Claudia Emerson, a Pulitzer Prize-winning poet and English professor at the University of Mary Washington, will be inducted into the prestigious Fellowship of Southern Writers during its biennial meeting to be held during the Conference on Southern Literature in April.
Emerson will be welcomed into the fellowship alongside 11 other distinguished writers including Harper Lee, author of the Pulitzer Prize-winning bestseller “To Kill a Mockingbird.” As part of Emerson’s induction, she will participate in a panel discussion of revision as an element of the writing process during the April 14-16 conference in Chattanooga, Tenn.
Emerson won the 2006 Pulitzer Prize in Poetry for “Late Wife." She has written five books of poetry, with a sixth forthcoming. A former Virginia poet laureate who joined the UMW faculty in 1998, she holds the Arrington distinguished chair of poetry at Mary Washington. Emerson received the Donald Justice Award for poetry from the fellowship in 2009.
A highly selective organization that seeks to recognize and encourage literature in the South, the fellowship was founded in 1987 by a group of predominantly male writers that included James Dickey, John Hope Franklin, Walker Percy, Elizabeth Spencer, Robert Penn Warren and Eudora Welty.
New fellows are nominated by current members and elected by majority vote. Fellows are writers of fiction, poetry, drama, criticism and history. Most members have been fiction writers because of the powerhouse world of Southern fiction writing. However, Emerson said that is slowly changing. "As a female poet, it was harder to get in,” she said.
Members aren’t separated by their style of writing, so new ones are judged against all other Southern writers and editors, regardless of genre, Emerson said. “I’m very excited to see fellow writers and colleagues who are already in it and who are being inducted into it now,” Emerson said. “They don’t limit to creative writers necessarily.”
To be considered for membership, a writer must have been born and raised or have resided for a significant part of his or her life in the South, or have written works that in character and spirit embody aspects of the Southern experience.
Emerson said members also include historians, editors, biographers and critics, which is a unique trait for the fellowship. “It’s sort of a broader consideration of what it is to be a ‘writer’,” she said. “I’m excited and honored and always interested in being a part of something that’s trying to promote good writing.”

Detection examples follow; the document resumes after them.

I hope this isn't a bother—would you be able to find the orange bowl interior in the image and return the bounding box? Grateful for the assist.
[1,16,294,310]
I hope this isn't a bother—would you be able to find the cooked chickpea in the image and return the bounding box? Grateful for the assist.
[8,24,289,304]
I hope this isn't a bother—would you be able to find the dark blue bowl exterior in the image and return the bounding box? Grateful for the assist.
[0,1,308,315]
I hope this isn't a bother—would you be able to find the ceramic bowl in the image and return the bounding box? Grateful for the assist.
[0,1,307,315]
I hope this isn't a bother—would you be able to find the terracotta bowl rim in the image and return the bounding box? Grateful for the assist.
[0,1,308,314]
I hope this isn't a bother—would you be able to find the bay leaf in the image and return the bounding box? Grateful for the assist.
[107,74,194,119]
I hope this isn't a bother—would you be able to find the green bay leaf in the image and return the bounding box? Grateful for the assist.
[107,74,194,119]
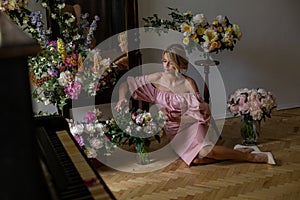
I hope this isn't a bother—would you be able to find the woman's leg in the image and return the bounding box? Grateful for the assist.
[199,146,268,163]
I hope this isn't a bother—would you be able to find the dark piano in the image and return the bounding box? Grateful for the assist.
[35,116,115,200]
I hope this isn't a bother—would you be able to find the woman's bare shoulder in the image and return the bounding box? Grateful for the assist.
[146,72,161,83]
[185,75,199,92]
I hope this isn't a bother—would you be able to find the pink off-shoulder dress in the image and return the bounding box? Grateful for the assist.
[127,76,212,165]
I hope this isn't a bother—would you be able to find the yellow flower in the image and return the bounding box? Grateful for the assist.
[181,23,192,34]
[203,30,218,42]
[77,54,84,72]
[211,42,219,49]
[227,41,233,47]
[193,38,199,43]
[197,27,206,35]
[225,28,233,33]
[232,24,242,40]
[190,33,197,39]
[182,37,190,45]
[57,38,67,60]
[211,20,219,26]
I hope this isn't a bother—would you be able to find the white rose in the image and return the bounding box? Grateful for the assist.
[192,13,207,26]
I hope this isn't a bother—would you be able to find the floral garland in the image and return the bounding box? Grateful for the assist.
[67,108,166,158]
[227,88,276,121]
[143,8,242,53]
[6,0,116,111]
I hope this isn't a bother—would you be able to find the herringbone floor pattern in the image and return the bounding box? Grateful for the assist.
[98,108,300,200]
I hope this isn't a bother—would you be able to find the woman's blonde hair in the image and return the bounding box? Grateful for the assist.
[163,44,189,71]
[118,31,128,44]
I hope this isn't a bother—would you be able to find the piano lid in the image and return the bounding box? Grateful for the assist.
[0,12,40,58]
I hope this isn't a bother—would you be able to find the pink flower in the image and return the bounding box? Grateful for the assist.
[83,111,97,123]
[74,134,84,147]
[64,81,81,99]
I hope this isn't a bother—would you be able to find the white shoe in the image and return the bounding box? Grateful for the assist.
[251,152,276,165]
[233,144,261,153]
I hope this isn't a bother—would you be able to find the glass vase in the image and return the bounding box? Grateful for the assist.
[240,117,260,146]
[135,144,150,165]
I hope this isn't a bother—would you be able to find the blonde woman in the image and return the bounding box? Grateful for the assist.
[116,44,275,166]
[115,31,129,70]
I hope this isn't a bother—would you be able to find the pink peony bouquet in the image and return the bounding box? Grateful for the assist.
[227,88,276,121]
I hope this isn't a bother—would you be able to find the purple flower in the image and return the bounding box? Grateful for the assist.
[49,69,58,77]
[74,134,84,147]
[83,111,97,123]
[64,81,81,99]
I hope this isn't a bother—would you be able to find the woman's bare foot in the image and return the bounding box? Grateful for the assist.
[235,148,254,153]
[192,157,218,165]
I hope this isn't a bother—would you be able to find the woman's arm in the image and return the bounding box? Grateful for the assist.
[115,81,128,110]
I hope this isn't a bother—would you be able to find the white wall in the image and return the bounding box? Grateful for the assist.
[138,0,300,115]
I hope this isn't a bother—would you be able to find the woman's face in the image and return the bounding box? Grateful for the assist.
[162,53,176,73]
[119,41,128,53]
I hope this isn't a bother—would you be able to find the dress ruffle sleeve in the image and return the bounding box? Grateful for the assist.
[127,76,156,103]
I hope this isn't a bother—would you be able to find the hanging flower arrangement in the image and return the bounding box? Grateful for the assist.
[143,8,242,53]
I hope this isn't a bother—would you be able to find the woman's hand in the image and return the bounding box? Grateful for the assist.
[115,98,128,111]
[164,108,181,124]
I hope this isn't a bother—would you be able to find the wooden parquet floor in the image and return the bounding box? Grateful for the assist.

Emerson also is excited about attending the conference, where she will interact with many writers whom she admires. “I imagine there will be a couple of good parties where you can put on your party dress and meet people you’ve admired forever,” she said.
The fellowship holds its biennial meetings during the Chattanooga Arts & Education Council Conference on Southern Literature in Chattanooga, where the fellowship’s archives are held at the University of Tennessee Lupton Library. At their meeting, the fellows elect new members, bestow awards on established and emerging writers, and deliver readings and lectures.